Thomas Jefferson University, USA
Michael Holinstat is an Assistant Professor of Medicine at Thomas Jefferson University in Philadelphia. He received his Ph.D. in Pharmacology from the University of Illinois at Chicago and postdoctoral training at Vanderbilt University. His research focuses on identifying novel approaches to anti-platelet therapy with a special emphasis on regulation of platelets through the lipoxygenase pathway leading to a number of oxidized fatty acids which may play a central role in regulating unwanted platelet activation. He recently received the Kenneth M. Brinkhous Young Investigator Prize in Thrombosis from the American Heart Association for his work on 12-lipoxygenase in cardiovascular medicine.

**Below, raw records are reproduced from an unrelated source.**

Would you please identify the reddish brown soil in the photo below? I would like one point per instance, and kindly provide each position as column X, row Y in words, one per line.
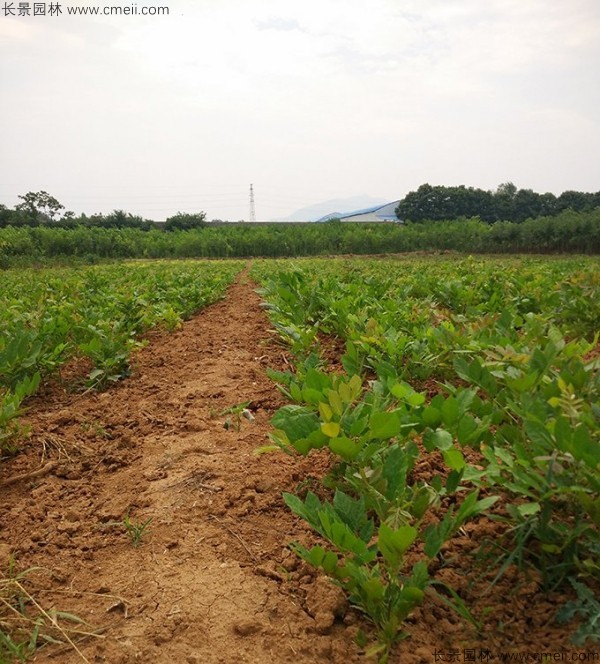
column 212, row 580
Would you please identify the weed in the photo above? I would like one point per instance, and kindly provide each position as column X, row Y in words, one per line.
column 136, row 531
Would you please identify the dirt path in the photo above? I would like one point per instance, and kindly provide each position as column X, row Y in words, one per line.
column 212, row 580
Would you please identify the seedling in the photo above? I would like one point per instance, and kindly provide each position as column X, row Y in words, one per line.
column 237, row 412
column 136, row 531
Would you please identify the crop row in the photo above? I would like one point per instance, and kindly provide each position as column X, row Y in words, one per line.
column 491, row 366
column 49, row 317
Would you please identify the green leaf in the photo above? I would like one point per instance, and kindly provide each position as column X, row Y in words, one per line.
column 296, row 421
column 529, row 509
column 431, row 417
column 345, row 448
column 394, row 543
column 384, row 425
column 330, row 429
column 454, row 459
column 450, row 411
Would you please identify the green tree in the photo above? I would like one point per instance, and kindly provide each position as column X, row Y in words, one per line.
column 40, row 205
column 185, row 221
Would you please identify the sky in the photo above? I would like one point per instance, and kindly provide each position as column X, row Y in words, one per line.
column 307, row 101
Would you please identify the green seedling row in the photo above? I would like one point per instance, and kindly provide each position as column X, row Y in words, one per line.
column 492, row 360
column 48, row 317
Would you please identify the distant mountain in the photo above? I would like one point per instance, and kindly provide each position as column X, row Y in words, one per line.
column 335, row 206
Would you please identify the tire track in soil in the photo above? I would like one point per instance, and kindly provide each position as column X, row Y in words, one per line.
column 212, row 580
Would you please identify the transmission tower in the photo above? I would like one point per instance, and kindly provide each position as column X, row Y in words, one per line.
column 252, row 210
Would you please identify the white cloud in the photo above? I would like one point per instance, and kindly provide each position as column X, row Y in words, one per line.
column 318, row 99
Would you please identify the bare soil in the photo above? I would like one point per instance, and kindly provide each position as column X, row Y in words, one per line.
column 212, row 580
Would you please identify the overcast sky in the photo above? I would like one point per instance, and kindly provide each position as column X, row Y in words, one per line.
column 307, row 100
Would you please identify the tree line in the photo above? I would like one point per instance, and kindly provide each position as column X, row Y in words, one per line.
column 507, row 203
column 41, row 208
column 569, row 232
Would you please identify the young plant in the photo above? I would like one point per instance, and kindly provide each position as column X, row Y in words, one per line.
column 136, row 531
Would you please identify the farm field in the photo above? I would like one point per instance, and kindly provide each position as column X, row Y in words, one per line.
column 440, row 417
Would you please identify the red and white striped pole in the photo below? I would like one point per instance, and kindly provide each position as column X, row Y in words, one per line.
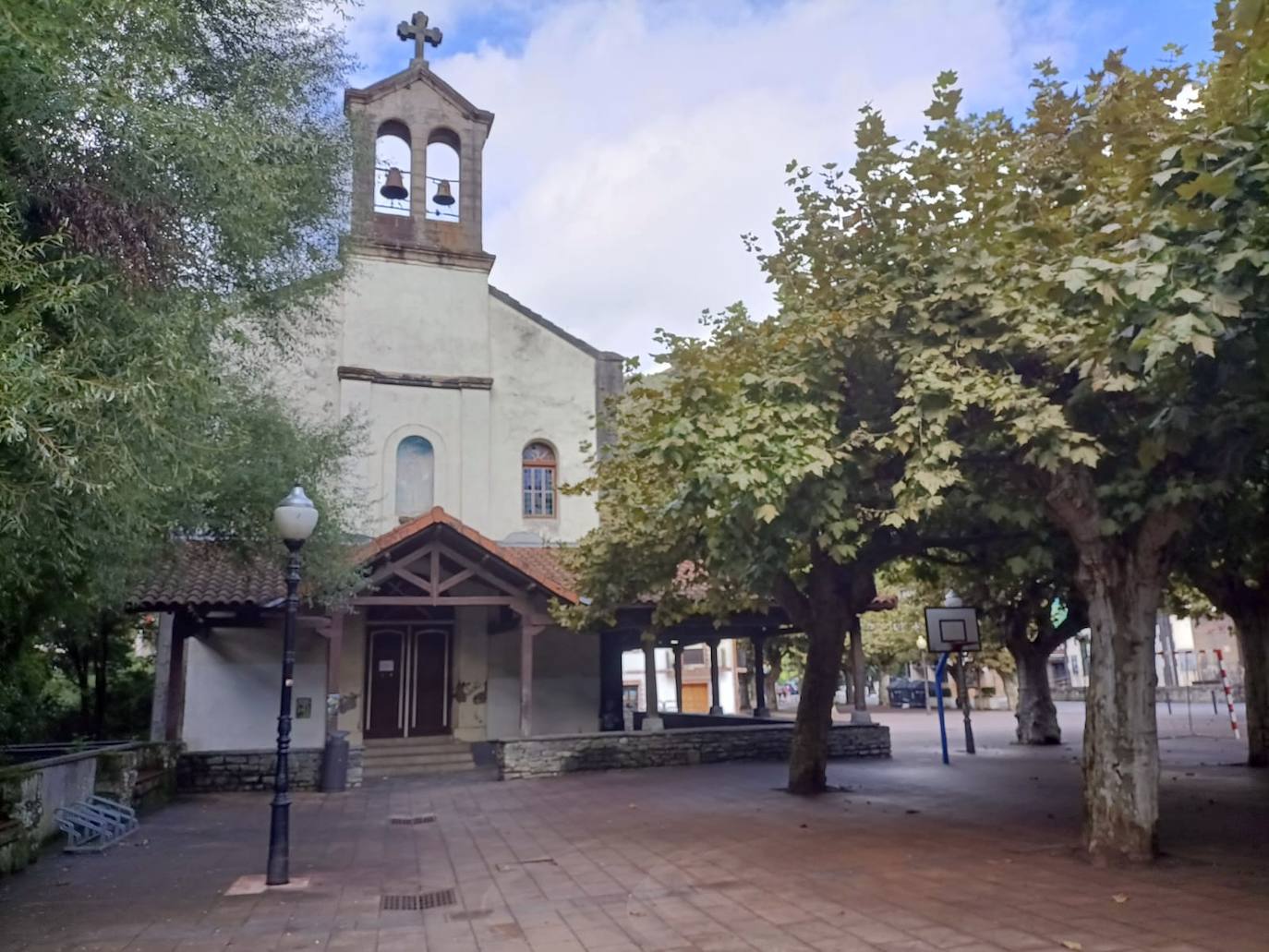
column 1228, row 696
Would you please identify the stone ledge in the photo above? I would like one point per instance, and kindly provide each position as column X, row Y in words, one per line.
column 566, row 753
column 241, row 771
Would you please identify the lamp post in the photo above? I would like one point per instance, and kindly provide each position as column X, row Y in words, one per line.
column 294, row 519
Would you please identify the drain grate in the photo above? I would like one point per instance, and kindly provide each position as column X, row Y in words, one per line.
column 417, row 900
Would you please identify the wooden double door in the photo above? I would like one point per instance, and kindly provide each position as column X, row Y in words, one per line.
column 407, row 680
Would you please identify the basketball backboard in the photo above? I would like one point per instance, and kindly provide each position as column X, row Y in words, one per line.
column 952, row 630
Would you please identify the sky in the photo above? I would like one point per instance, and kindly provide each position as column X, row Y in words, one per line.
column 637, row 139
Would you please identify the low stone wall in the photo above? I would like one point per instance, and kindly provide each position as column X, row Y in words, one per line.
column 235, row 771
column 613, row 751
column 139, row 775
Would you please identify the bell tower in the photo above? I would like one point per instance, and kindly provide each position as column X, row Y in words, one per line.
column 417, row 163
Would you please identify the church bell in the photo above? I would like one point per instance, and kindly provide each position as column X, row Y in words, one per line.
column 393, row 188
column 443, row 195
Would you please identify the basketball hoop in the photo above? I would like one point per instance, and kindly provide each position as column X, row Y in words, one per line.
column 952, row 630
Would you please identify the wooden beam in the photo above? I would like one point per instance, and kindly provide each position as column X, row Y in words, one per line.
column 415, row 580
column 393, row 379
column 480, row 572
column 370, row 600
column 405, row 562
column 455, row 579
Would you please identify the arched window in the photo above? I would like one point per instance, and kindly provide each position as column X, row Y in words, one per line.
column 393, row 169
column 415, row 468
column 444, row 175
column 538, row 480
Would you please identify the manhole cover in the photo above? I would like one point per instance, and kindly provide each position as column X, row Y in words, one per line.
column 417, row 900
column 411, row 820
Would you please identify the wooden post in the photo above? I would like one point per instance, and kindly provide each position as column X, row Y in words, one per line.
column 715, row 707
column 859, row 673
column 528, row 633
column 610, row 701
column 163, row 678
column 651, row 710
column 678, row 677
column 334, row 660
column 183, row 626
column 760, row 708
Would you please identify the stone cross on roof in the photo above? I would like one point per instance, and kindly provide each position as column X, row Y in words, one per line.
column 417, row 30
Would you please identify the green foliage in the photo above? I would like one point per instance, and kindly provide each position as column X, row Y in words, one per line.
column 172, row 190
column 896, row 637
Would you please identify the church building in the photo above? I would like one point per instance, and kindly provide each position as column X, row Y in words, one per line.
column 475, row 409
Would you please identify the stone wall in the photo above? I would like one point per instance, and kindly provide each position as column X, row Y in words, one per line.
column 235, row 771
column 552, row 755
column 139, row 775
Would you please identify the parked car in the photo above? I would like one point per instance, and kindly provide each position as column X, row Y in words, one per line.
column 906, row 692
column 910, row 692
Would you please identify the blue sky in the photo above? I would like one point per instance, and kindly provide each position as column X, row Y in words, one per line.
column 636, row 139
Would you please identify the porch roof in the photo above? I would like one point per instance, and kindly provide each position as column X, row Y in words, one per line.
column 203, row 575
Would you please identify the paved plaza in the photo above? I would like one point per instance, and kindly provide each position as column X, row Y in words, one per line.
column 906, row 857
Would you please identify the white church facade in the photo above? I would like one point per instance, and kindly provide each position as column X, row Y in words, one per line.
column 475, row 410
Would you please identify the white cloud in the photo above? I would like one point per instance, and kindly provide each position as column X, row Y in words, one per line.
column 636, row 139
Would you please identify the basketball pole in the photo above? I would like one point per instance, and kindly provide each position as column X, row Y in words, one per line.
column 939, row 670
column 962, row 687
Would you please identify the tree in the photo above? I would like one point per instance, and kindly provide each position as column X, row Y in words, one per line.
column 1028, row 605
column 172, row 189
column 1226, row 558
column 1074, row 301
column 766, row 460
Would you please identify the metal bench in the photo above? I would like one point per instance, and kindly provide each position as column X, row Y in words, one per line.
column 94, row 824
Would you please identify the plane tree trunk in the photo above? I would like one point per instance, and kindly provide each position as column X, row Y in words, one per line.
column 1122, row 579
column 1035, row 714
column 1031, row 637
column 1251, row 615
column 824, row 610
column 1249, row 609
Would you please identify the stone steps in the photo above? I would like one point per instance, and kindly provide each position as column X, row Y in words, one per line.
column 415, row 756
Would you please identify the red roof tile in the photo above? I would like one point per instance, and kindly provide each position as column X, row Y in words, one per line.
column 539, row 564
column 212, row 574
column 206, row 574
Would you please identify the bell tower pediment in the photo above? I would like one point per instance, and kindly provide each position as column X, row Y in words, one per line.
column 417, row 164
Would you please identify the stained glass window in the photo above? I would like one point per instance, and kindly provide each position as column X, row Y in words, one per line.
column 415, row 470
column 537, row 481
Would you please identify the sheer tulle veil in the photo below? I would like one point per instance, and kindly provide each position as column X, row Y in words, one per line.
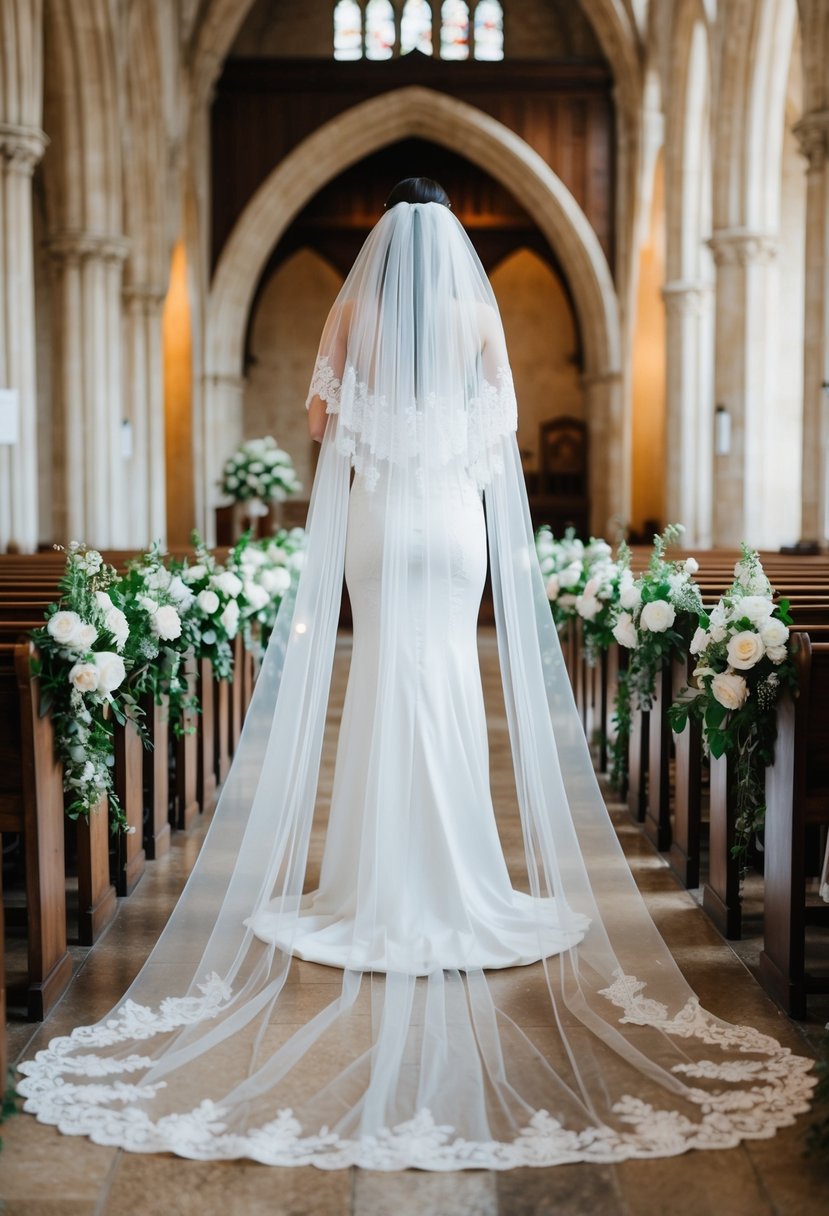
column 226, row 1046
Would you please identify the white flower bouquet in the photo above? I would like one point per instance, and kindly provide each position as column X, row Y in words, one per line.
column 655, row 613
column 84, row 659
column 259, row 471
column 743, row 665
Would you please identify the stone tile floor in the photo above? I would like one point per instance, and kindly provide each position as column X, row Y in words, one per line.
column 44, row 1174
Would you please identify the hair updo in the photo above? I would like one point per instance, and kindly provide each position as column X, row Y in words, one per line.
column 417, row 190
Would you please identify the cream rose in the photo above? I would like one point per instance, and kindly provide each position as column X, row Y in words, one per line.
column 587, row 607
column 658, row 615
column 774, row 634
column 167, row 623
column 625, row 631
column 208, row 601
column 729, row 690
column 63, row 626
column 755, row 608
column 111, row 670
column 84, row 676
column 230, row 618
column 745, row 649
column 630, row 597
column 699, row 641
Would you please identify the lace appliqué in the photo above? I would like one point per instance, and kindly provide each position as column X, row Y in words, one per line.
column 116, row 1114
column 436, row 432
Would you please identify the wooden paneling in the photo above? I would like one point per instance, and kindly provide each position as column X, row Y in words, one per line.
column 265, row 107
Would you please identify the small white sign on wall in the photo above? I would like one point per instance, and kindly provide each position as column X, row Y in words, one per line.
column 10, row 420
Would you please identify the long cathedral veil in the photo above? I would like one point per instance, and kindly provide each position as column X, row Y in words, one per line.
column 226, row 1046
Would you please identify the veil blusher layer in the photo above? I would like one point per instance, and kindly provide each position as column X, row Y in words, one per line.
column 225, row 1046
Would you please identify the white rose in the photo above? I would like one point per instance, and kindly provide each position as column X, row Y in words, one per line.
column 111, row 670
column 63, row 625
column 658, row 615
column 117, row 624
column 230, row 618
column 773, row 632
column 587, row 607
column 276, row 581
column 699, row 641
column 229, row 583
column 745, row 649
column 570, row 575
column 167, row 623
column 756, row 608
column 85, row 636
column 179, row 591
column 208, row 601
column 729, row 690
column 630, row 597
column 84, row 676
column 625, row 631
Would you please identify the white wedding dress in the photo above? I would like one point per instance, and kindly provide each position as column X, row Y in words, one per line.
column 418, row 883
column 428, row 1046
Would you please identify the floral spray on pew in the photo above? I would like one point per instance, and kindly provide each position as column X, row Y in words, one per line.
column 743, row 665
column 653, row 621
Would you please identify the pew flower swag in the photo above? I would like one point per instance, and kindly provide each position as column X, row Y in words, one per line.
column 259, row 472
column 743, row 665
column 653, row 621
column 111, row 640
column 84, row 651
column 580, row 580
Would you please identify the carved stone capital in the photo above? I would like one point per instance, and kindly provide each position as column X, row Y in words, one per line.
column 75, row 247
column 22, row 147
column 812, row 134
column 740, row 247
column 686, row 298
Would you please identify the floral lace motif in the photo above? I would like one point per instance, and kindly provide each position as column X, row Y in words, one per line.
column 110, row 1113
column 438, row 431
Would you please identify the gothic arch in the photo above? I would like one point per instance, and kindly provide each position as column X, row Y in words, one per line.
column 349, row 138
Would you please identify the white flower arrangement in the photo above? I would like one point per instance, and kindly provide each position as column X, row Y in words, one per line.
column 259, row 469
column 743, row 665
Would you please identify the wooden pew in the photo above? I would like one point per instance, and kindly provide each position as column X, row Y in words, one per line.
column 32, row 804
column 798, row 795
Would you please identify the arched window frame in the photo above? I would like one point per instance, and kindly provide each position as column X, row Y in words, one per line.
column 475, row 48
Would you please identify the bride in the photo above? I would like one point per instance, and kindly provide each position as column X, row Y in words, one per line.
column 416, row 1008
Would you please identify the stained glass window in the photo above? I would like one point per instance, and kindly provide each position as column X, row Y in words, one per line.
column 348, row 31
column 416, row 27
column 379, row 29
column 489, row 31
column 454, row 29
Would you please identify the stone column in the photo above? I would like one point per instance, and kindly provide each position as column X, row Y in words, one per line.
column 223, row 432
column 609, row 452
column 813, row 135
column 144, row 394
column 21, row 147
column 743, row 378
column 91, row 495
column 689, row 409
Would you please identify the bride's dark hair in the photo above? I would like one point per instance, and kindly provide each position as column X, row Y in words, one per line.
column 417, row 190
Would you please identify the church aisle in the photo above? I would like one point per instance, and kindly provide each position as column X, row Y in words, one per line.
column 44, row 1172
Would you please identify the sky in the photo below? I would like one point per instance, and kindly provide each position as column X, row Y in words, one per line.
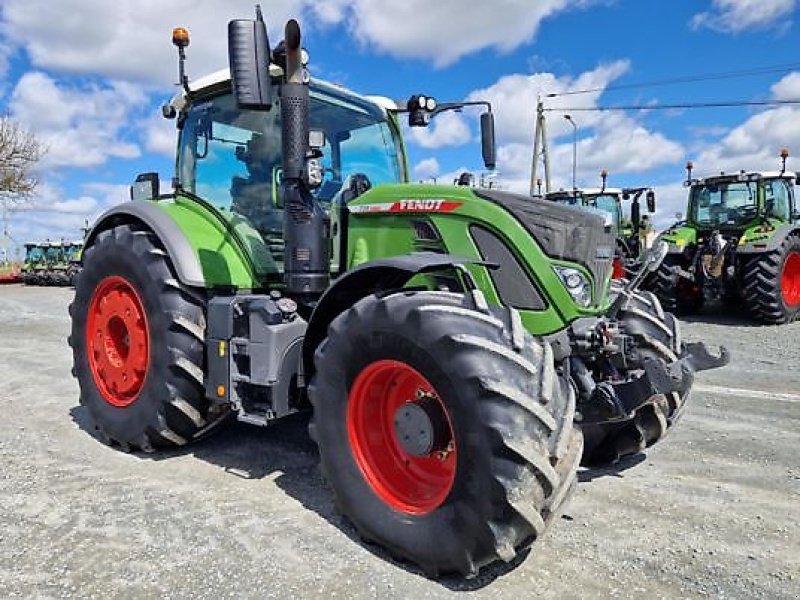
column 88, row 77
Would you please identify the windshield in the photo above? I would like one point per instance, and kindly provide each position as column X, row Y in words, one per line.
column 54, row 253
column 724, row 205
column 609, row 204
column 232, row 157
column 35, row 254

Formation of bioactive lipids by oxygenases is known to play both a protective and pro-thrombotic role in circulation. 12-lipoxygenase (12-LOX) and its oxidized products play an important but unresolved role in regulation of platelet function. 12-LOX oxidation of the fatty acid, dihomo-γ-linolenic acid (DGLA), produces the novel bioactive metabolite 12-hydroxyeicosatetrienoic acid (12(S)-HETrE). Recent work suggests that while 12(S)-HETE (produced from 12-LOX oxidation of AA) is pro-thrombotic to the platelet, 12(S)-HETrE acts in a protective manner in platelets to limit activation. Therefore, we sought to identify the mechanism by which DGLA inhibits platelet activation through 12(S)-HETrE. Delineating the mechanism by which this previously unknown metabolite regulates cellular activity is essential to begin to understand how 12-LOX oxidation of DGLA can potentially lead to regulation of a number of physiological processes including thrombosis. To address these questions, we have employed pharmacological and whole animal studies. Pharmacological intervention has confirmed an integral role of 12-HETrE production through 12-LOX to negatively regulate activity in the platelet. These observations have been confirmed in mice lacking the 12-LOX gene. Further, dietary supplementation of DGLA-enriched chow supports our ex vivo studies exogenously adding DGLA and/or 12-HETrE to attenuate agonist-induced platelet activation. Hence, these studies are the first to begin to elucidate the underlying mechanisms by which omega-3 and 6 fatty acids are protective against cardiovascular disease and stroke.